The major U.S. indexes moved higher over the past week after the Commerce Department upped second quarter economic growth to a 3.1% annualized rate. While hurricanes Harvey and Irma could negatively affect third quarter growth, the economy remains largely on track, and rebuilding efforts could boost growth during the fourth quarter and into next year.
The upward revision from the 3.0% gross domestic product reflected a faster inventory investment.Businesses could also increase their inventory investments in a move that could offset any declines.

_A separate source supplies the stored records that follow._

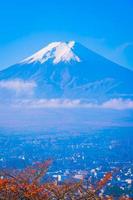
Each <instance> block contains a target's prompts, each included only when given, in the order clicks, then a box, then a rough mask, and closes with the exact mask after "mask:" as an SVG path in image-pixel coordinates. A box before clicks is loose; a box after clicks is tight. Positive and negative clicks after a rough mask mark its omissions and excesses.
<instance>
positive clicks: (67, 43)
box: [21, 41, 80, 64]
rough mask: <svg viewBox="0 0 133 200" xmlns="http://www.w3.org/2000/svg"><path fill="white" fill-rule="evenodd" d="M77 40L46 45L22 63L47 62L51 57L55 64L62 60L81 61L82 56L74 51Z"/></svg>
mask: <svg viewBox="0 0 133 200" xmlns="http://www.w3.org/2000/svg"><path fill="white" fill-rule="evenodd" d="M74 45H75V42H74V41H70V42H53V43H51V44H49V45H48V46H46V47H44V48H43V49H41V50H40V51H38V52H37V53H35V54H33V55H32V56H30V57H28V58H26V59H25V60H23V61H22V62H21V63H28V64H30V63H33V62H40V63H41V64H42V63H45V62H46V61H48V60H49V59H52V62H53V64H58V63H60V62H70V61H71V60H73V61H76V62H80V58H79V57H78V56H77V55H76V54H75V53H74V52H73V48H74Z"/></svg>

International markets followed the U.S. markets higher. Japan’s Nikkei 225 rose 0.29%; Germany’s DAX 30 rose 1.88%; and Britain’s FTSE 100 rose 0.8%. In Europe, the European Commission’s Economic Sentiment Indicator rose to the highest levels since June 2007, which supports the European Central Bank’s plans to rein in its monthly purchases of government bonds. In Asia, China has been successful at maintaining growth while cleaning up its financial sector. (See also: How ETF Investors Are Allocating to China.)
The SPDR S&P 500 ETF rose 0.72% in the last week of September. After rebounding from R1 support at $249.09, the index rebounded to fresh highs. Traders should watch for an extended breakout to R2 resistance at $251.91 or a move lower to retest R1 support levels. Looking at technical indicators, the relative strength index (RSI) reached overbought levels at 70.23, but the moving average convergence divergence (MACD) remains in a bullish uptrend after briefly approaching a bearish crossover. (For more, see: Why the S&P 500 Could Rise to Over 3,000 in 2018.)